Car il existe une excellente solution de protection pour Linux : RSBAC. Je vous laisse découvrir la chose, la première fois que l'on se fait jeter d'un "su" alors que l'on est root est une expérience étrange. La faille est donc peut-être présente, mais le mode opératoire pour arriver à en profiter est totalement hors de portée.
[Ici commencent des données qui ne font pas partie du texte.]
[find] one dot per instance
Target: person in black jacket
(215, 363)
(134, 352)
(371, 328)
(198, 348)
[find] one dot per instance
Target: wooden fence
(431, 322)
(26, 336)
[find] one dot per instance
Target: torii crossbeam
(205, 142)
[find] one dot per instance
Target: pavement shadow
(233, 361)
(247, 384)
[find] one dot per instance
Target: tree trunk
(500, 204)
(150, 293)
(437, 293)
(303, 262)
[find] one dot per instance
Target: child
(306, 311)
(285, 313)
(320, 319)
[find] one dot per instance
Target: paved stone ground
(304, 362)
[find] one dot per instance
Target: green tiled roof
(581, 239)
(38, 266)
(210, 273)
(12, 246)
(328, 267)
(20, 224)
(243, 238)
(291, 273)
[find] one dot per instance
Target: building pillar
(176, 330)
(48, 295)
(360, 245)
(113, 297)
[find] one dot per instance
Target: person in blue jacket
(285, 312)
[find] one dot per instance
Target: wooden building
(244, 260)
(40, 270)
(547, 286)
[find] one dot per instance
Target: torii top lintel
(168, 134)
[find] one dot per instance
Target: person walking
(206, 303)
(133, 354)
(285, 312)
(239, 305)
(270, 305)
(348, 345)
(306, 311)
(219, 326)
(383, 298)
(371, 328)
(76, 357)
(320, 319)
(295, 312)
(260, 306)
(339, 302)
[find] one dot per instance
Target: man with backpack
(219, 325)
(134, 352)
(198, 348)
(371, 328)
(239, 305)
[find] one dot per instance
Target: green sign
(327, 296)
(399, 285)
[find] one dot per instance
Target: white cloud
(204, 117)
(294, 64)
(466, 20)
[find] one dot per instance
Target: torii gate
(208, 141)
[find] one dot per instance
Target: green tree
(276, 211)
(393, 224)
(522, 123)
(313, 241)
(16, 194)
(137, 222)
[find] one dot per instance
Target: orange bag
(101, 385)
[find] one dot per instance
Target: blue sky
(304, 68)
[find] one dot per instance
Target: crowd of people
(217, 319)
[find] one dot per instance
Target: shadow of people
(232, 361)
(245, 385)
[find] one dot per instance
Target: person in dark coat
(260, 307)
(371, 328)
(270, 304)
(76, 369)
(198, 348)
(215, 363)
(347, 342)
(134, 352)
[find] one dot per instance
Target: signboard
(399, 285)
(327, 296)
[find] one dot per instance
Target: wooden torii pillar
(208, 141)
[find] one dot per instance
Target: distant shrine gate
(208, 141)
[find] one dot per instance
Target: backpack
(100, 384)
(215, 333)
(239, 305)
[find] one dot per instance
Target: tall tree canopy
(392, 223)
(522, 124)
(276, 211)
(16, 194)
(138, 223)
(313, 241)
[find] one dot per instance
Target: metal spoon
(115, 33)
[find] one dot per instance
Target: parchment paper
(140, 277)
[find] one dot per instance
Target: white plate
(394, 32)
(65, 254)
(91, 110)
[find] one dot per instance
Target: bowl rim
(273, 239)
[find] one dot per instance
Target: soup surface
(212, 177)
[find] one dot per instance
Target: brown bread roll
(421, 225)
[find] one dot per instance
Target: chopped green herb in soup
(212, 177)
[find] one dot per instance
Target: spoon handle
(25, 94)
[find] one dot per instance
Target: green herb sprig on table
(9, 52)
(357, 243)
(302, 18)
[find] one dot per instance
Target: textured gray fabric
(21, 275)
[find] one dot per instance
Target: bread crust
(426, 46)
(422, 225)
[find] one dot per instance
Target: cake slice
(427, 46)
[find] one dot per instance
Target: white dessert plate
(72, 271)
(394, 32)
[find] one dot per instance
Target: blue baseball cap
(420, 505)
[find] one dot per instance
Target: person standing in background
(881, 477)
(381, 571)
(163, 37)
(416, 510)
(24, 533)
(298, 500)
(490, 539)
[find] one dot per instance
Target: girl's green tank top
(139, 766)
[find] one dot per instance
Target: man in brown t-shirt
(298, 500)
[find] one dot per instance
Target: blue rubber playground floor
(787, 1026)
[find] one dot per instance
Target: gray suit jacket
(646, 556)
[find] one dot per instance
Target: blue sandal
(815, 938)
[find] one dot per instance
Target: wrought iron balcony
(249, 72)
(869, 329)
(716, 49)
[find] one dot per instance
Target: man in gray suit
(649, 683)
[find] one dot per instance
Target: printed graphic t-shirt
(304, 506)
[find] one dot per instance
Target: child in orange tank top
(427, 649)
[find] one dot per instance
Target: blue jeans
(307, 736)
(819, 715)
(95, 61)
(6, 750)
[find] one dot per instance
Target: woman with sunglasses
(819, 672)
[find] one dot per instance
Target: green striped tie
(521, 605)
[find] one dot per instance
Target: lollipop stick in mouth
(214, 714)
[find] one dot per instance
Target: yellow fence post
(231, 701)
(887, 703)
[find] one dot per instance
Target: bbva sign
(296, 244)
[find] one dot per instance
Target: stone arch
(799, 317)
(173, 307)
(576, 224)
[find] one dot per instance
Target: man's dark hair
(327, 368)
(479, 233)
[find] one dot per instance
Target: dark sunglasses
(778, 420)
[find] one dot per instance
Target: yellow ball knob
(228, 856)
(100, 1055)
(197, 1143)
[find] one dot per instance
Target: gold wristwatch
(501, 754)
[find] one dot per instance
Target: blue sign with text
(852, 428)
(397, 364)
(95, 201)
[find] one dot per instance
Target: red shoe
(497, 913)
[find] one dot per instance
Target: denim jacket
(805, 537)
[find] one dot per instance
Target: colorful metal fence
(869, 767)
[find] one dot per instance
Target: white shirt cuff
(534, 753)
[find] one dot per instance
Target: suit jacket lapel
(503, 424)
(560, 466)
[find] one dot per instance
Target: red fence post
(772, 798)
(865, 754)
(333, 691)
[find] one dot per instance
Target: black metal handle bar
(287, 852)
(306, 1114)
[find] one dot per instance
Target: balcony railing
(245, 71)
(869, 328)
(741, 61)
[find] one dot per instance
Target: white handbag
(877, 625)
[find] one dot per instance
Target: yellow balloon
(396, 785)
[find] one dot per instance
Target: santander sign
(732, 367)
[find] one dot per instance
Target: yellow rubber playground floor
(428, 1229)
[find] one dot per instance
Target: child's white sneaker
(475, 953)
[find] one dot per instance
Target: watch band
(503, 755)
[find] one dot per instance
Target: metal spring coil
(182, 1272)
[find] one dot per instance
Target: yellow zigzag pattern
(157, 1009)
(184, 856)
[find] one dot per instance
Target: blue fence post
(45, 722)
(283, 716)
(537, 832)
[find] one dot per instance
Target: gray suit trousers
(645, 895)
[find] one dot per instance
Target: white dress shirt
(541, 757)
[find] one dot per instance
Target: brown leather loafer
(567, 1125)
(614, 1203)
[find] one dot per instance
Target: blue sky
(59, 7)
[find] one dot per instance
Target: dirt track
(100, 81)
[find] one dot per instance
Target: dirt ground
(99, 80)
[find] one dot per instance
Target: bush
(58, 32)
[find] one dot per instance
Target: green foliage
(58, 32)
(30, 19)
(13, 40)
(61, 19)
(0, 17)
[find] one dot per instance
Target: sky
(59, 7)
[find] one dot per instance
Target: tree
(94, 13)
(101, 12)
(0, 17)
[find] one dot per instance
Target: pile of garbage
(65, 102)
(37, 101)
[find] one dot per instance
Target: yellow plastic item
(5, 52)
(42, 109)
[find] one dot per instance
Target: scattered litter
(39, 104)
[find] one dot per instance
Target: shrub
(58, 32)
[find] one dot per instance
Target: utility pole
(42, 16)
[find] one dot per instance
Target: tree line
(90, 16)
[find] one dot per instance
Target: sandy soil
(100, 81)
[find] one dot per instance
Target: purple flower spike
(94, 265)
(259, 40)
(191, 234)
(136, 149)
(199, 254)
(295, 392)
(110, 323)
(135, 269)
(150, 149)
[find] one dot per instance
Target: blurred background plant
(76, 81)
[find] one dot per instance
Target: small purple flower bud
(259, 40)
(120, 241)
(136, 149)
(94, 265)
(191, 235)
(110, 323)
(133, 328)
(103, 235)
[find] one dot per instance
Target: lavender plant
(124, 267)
De même, les solutions de paravirtualisation embarquée sont là pour répondre à cette problématique : un OS se charge de ce qui est sensible, et l'autre de ce qui est pour "le fun" ; l'imperméabilité totale est assurée au niveau électronique, la communication se fait par des canaux très définis, limités et filtrés, et en cas de problème sur le second OS, le premier n'est pas atteint.

Bref, pour peu que l'on réfléchisse avant, des solutions libres pour une parfaite sécurité dans l'embarqué existent, et ne sont pas bien difficile à mettre en oeuvre (l'option de stack protector de GCC n'est pas activée par défaut dans OpenEmbedded, et certains programmes compilent mal avec, mais c'est juste une question de jours pour résoudre les divers problèmes, quant à RSBAC il faut bien le configurer, et une option de démarrage est là pour se mettre en "mode apprentissage automatique"). J'ose croire que les concepteurs de téléphonie mobile (et j'y ai quelque peu travaillé, je peux donc assurer qu'ils ont très paranoïaques) prennent le problème très au sérieux. Et même, que ce que l'on reproche à RIM et son Blackberry, à savoir le manque de transparence sur le trasit des données, ne pourrait être reproché à une solution libre. Les clients de Linagora, qui font le choix de Linux ou BSD pour des opérations très sensibles, pourront sans doute aucun confirmer.